Love seems to be the main thing motivating her throughout the entire series--to watch her throw it away suddenly without any real, adequate reason, just doesn't make much sense to me. Especially when he's willing to lower himself so that she can have both... it's as if he's the only one truly invested in their relationship.


A majority of the drama is devoted to building up the "rivalry" between Bu-Young and Jin-Yi... and yet, when their show-down finally comes, I couldn't help but feel disappointed by it all. I thought it came to late, and the outcome left me annoyed and angry. When it was over, I couldn't help but think of it as another frustrating mistake by the writers. Jin Yi was just some puppet they used in order to force the characters around her to evolve and change.

After everything she sacrificed to get to that point, she basically ends up back at the beginning. I didn't sit there for over 24 hours, just to watch the main character lose everyone and everything she cares about... just to dance happily in the marketplace.

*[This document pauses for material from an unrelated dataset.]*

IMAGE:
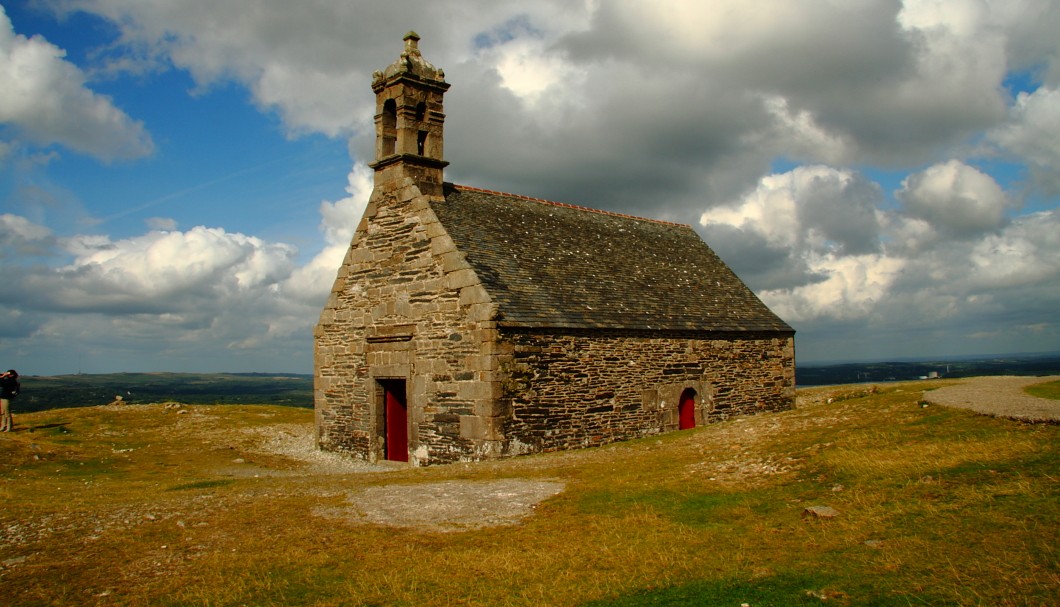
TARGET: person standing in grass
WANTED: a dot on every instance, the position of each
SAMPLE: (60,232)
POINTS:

Overall, I felt it could have been much better, and the story (if not closer to the actual historical character she's supposedly based on) then at least something less muddled, and more coherent. Towards the end, I just couldn't shake the feeling that it was wrong somehow-- like, something else was supposed to happen, but they changed it at the last minute for no discernible reason. THAT'S what I walked away thinking after watching this drama...

It was good. But there are MANY other dramas I'd definitely recommend watching before this one.